6. Fink has been vocal on matters of climate change, urging other companies’ leaders to consider the associated risks.
“Climate change has become a defining factor in companies’ long-term prospects,” he wrote in his open letter to chief executives in January.
“Disclosure should be a means to achieving a more sustainable and inclusive capitalism. Companies must be deliberate and committed to embracing purpose and serving all stakeholders – your shareholders, customers, employees, and the communities where you operate,” he said.
The firm rolled out related initiatives, like exiting investments that carry sustainability-related risks and launching new products that screen for exposure to fossil fuels.
7. But his firm has been scrutinized for its record on supporting shareholder requests for climate-related disclosures.
In a September report, Morningstar, a firm that analyzes fund information, said it found support for those type of requests rose at asset management giants Fidelity, State Street Global Advisors, and Vanguard, but fell at BlackRock compared to the year prior.

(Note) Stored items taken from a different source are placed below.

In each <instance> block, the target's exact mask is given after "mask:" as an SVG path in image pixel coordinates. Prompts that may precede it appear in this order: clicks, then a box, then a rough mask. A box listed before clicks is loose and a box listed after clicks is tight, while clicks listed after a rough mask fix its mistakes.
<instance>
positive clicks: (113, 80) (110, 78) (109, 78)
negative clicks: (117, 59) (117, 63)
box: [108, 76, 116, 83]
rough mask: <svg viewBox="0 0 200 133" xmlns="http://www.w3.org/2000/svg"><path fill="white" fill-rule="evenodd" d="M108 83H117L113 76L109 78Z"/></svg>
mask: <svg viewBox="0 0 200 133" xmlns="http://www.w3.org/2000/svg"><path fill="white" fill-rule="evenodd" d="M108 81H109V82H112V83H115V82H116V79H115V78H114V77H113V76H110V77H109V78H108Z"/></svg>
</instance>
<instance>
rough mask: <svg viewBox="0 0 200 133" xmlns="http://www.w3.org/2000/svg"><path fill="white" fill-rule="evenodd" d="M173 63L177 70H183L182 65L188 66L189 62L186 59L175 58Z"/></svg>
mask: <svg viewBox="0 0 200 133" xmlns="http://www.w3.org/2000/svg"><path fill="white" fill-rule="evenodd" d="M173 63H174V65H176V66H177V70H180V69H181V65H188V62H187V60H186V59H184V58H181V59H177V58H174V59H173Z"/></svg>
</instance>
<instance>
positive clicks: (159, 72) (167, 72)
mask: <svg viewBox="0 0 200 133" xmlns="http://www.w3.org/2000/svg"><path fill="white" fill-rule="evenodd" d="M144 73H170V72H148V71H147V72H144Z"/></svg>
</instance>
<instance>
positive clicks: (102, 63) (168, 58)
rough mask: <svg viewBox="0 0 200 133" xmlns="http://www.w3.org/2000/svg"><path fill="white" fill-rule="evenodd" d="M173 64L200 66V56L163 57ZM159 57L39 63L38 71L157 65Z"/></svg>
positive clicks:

“While 2020’s results mark a higher level of support than BlackRock had given such proposals from 2016 through 2018 – when its backing never made it to double digits – the 2020 level of ‘for’ votes was down to 14% from 25% in 2019,” analysts wrote of the 14 climate-related resolutions shareholders requested this year.
8. It has long been rumored that Fink himself will head to DC.
BlackRock Chief Executive Larry Fink was reportedly under consideration by 2016 presidential candidate Hillary Clinton to run the Treasury Department. He was also rumored to be under consideration for Biden’s administration.
But he has squashed that chatter. Last month, private equity founder David Rubenstein asked Fink during Bloomberg’s virtual New Economy Forum how he would respond to a request from Biden to serve in his cabinet.
“Thank you for that honor, but I’m very happy at BlackRock. I’ve committed to my employees and to my board and to my family already. I’m staying in New York for the time being,” he said, according to a transcript of the event.
9. BlackRock has made lots of acquisitions.
Think of BlackRock as a firm that has gobbled up lots of competitors in its path over the years.
The firm has purchased legacy businesses and fintech startups, looking to keep an edge as traditional money management isn’t as profitable or unique as it once was.
Last month, the firm said it would acquire a California-based investment provider called Aperio for approximately $1 billion in cash. Last year, BlackRock acquired eFront, a French startup that runs alternative investments management software, for $1.3 billion.
In 2009, BlackRock acquired Barclays Global Investors in a deal that included Barclays’ iShares ETF business; and three years before that, the firm acquired Merrill Lynch Investment Management.